Okay.
I had a question for the deputy minister. I asked the minister several questions about the clean fuel standard and the announcement this morning. We're getting an impression about what's going to happen to our resource sector in Canada, and it doesn't feel like a good one.
I'm up in northern B.C., in northern gas central, where we have some of the biggest gas plays in North America, if not the world. We've always held that if our natural gas makes its way around the world, we can actually reduce the current emissions that are out there, yet we have a current government that seems to just look at Canada and Canada's geographical footprint and seems to want to impede any kind of export of that clean fuel that we're trying to accomplish.
I know that a whole bunch of my constituents go to work every day in the cold and provide natural gas so that we stay warm in the winter.
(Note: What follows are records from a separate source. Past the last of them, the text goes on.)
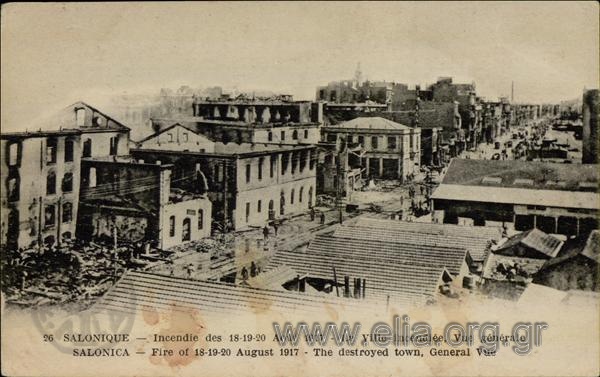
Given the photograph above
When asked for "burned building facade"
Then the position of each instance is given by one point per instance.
(40, 174)
(248, 184)
(391, 150)
(127, 201)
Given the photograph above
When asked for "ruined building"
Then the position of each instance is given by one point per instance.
(392, 150)
(41, 172)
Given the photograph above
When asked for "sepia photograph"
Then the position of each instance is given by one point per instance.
(300, 188)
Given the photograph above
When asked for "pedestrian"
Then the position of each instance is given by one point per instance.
(190, 269)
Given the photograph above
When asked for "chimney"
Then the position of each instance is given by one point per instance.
(357, 288)
(346, 286)
(364, 284)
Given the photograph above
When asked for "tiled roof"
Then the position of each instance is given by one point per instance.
(589, 248)
(469, 233)
(387, 272)
(477, 247)
(272, 279)
(537, 240)
(356, 247)
(376, 123)
(592, 247)
(137, 291)
(522, 174)
(507, 195)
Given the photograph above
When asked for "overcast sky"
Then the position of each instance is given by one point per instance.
(55, 54)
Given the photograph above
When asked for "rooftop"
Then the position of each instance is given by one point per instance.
(522, 196)
(136, 291)
(375, 123)
(452, 237)
(389, 272)
(521, 174)
(348, 241)
(535, 239)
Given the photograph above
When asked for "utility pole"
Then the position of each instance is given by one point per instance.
(512, 92)
(225, 206)
(338, 192)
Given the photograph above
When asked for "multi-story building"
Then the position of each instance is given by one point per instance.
(41, 173)
(127, 201)
(391, 150)
(277, 120)
(591, 108)
(248, 184)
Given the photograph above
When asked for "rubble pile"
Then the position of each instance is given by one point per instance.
(71, 272)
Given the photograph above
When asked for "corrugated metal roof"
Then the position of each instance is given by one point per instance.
(506, 195)
(592, 247)
(478, 247)
(404, 283)
(375, 123)
(471, 172)
(537, 240)
(405, 272)
(489, 232)
(137, 291)
(272, 279)
(388, 247)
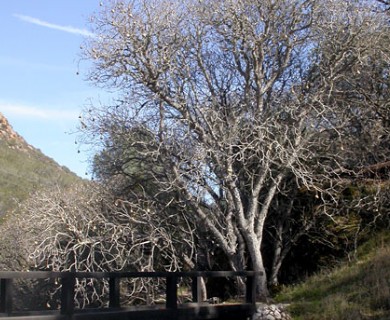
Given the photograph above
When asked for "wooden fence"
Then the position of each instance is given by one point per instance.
(172, 310)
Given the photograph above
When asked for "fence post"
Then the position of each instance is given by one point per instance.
(114, 292)
(250, 296)
(68, 281)
(196, 289)
(6, 296)
(171, 292)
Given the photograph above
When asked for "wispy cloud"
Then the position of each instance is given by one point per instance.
(68, 29)
(9, 109)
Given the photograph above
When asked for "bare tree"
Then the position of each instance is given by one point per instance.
(240, 98)
(88, 229)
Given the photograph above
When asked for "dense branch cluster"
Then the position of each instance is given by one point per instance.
(243, 102)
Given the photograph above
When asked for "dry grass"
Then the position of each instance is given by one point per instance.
(350, 292)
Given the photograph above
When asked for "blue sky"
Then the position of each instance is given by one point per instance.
(41, 93)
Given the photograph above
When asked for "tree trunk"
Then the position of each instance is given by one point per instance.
(258, 265)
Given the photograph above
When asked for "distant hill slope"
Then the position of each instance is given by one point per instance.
(24, 169)
(354, 290)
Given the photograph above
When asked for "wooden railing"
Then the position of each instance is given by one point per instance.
(114, 310)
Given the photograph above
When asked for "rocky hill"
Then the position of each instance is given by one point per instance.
(24, 169)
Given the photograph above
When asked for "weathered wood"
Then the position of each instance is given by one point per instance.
(195, 310)
(114, 292)
(250, 296)
(171, 292)
(67, 293)
(6, 296)
(196, 287)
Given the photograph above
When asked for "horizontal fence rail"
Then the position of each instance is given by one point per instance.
(114, 310)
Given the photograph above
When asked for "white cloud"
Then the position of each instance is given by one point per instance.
(69, 29)
(37, 113)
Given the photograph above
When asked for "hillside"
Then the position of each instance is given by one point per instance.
(24, 168)
(354, 290)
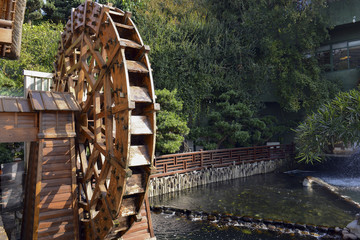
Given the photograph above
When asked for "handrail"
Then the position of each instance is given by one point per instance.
(184, 162)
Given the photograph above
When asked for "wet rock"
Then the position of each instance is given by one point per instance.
(322, 229)
(271, 227)
(350, 236)
(354, 228)
(311, 228)
(289, 225)
(331, 230)
(299, 226)
(170, 212)
(267, 221)
(177, 213)
(157, 209)
(257, 220)
(211, 218)
(246, 219)
(278, 223)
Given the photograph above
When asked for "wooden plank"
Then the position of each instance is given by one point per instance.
(120, 25)
(5, 35)
(140, 125)
(128, 43)
(135, 184)
(128, 207)
(51, 231)
(37, 192)
(10, 105)
(139, 156)
(5, 23)
(95, 53)
(58, 197)
(121, 107)
(56, 175)
(56, 205)
(74, 189)
(24, 105)
(18, 135)
(60, 101)
(56, 166)
(48, 190)
(148, 216)
(55, 214)
(72, 103)
(87, 133)
(56, 182)
(136, 67)
(48, 101)
(36, 101)
(56, 222)
(139, 94)
(97, 121)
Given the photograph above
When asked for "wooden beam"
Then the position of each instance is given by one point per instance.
(96, 54)
(5, 35)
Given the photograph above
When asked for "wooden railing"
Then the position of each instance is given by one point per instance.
(185, 162)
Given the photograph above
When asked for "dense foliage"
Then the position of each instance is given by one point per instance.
(38, 50)
(290, 33)
(233, 123)
(337, 121)
(171, 127)
(208, 50)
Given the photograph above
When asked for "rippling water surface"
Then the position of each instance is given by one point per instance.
(273, 196)
(171, 227)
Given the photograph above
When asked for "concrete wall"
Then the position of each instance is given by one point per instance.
(179, 182)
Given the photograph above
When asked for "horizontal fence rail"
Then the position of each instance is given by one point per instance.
(185, 162)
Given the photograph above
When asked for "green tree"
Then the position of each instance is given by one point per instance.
(59, 10)
(233, 123)
(171, 127)
(290, 31)
(38, 51)
(337, 121)
(33, 10)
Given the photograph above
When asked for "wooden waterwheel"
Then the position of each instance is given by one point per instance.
(103, 62)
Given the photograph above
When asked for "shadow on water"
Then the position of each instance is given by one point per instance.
(176, 228)
(340, 171)
(273, 196)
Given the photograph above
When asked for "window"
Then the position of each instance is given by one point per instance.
(354, 57)
(340, 56)
(340, 59)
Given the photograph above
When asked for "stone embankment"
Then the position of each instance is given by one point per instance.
(352, 230)
(177, 182)
(280, 227)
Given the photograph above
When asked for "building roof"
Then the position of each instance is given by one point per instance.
(53, 101)
(15, 105)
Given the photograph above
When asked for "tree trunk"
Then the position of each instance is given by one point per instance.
(17, 29)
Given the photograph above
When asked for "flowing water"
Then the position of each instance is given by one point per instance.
(273, 196)
(270, 196)
(171, 227)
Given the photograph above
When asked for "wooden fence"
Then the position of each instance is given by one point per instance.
(185, 162)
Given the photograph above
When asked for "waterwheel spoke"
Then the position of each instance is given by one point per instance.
(103, 62)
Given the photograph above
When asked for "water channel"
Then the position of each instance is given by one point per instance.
(270, 196)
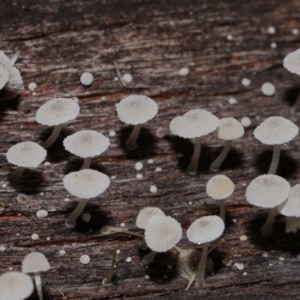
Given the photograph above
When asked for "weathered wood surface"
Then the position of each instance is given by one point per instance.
(151, 40)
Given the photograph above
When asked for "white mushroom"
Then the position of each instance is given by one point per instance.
(192, 125)
(56, 112)
(218, 188)
(84, 184)
(86, 144)
(275, 131)
(229, 129)
(15, 286)
(136, 110)
(203, 231)
(268, 191)
(36, 263)
(161, 234)
(25, 155)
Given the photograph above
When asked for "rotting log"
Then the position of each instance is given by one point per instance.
(152, 40)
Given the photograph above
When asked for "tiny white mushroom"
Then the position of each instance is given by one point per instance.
(36, 263)
(268, 191)
(136, 110)
(84, 184)
(275, 131)
(193, 125)
(56, 112)
(229, 129)
(161, 234)
(203, 231)
(86, 144)
(15, 286)
(25, 155)
(220, 187)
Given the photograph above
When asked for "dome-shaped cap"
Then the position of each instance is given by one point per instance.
(136, 109)
(26, 154)
(162, 233)
(276, 131)
(35, 262)
(194, 123)
(292, 62)
(15, 286)
(267, 191)
(86, 183)
(205, 229)
(229, 129)
(146, 214)
(291, 206)
(57, 111)
(3, 77)
(219, 187)
(86, 143)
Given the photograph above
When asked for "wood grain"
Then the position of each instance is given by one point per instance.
(152, 40)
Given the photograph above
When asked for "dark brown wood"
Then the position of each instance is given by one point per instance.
(152, 40)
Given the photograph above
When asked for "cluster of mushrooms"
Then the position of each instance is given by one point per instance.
(161, 232)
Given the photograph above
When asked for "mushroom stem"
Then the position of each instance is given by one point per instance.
(266, 229)
(148, 259)
(193, 166)
(17, 174)
(161, 132)
(201, 267)
(215, 165)
(131, 141)
(53, 137)
(86, 163)
(14, 57)
(70, 222)
(108, 280)
(38, 284)
(108, 229)
(222, 209)
(275, 160)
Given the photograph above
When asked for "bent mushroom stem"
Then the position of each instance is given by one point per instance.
(161, 132)
(148, 259)
(17, 174)
(266, 229)
(193, 166)
(107, 229)
(131, 141)
(215, 165)
(38, 284)
(86, 163)
(70, 222)
(275, 160)
(53, 137)
(108, 280)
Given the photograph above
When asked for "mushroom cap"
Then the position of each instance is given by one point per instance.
(146, 214)
(291, 206)
(35, 262)
(292, 62)
(86, 143)
(205, 229)
(57, 111)
(219, 187)
(3, 77)
(86, 183)
(267, 191)
(276, 131)
(195, 123)
(162, 233)
(136, 109)
(26, 154)
(15, 286)
(229, 129)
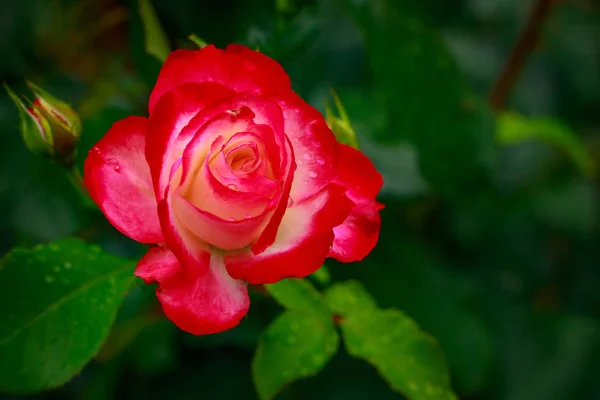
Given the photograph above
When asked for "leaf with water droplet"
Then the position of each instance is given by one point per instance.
(349, 297)
(407, 358)
(52, 323)
(294, 346)
(300, 295)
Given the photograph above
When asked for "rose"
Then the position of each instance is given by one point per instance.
(233, 179)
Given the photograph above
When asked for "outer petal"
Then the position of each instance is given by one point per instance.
(237, 68)
(314, 144)
(198, 300)
(165, 140)
(118, 178)
(302, 242)
(357, 236)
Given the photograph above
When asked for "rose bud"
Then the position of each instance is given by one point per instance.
(49, 126)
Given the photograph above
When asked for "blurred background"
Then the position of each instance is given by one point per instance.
(490, 236)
It seems that all this government understands is either to tax it more or to tax people's staying warm in the winter, because I guess for some reason this Liberal government thinks it's optional to stay warm in Canada, when it simply isn't.
Furthermore, on what I said before about shipping and our high standards, it's not only employment standards, but our exploration standards. To ship those around the world, I think is something that Canada needs to do more of, not less.
Let me just read a quote from the Financial Post article that I was quoting for the minister. This is on the clean fuel standard. Maybe you can explain and correct me if I'm wrong. The article says:
The standard will introduce a country-wide carbon credit trading scheme and include harsh per-tonne penalties. Going a step further, Canada will be the first jurisdiction in the world to extend its regulations to cover gaseous fuels, like propane or natural gas....
Maybe you can just explain—I hope I'm not right in this—that the good natural gas and natural resource jobs won't be impacted by this clean fuel standard.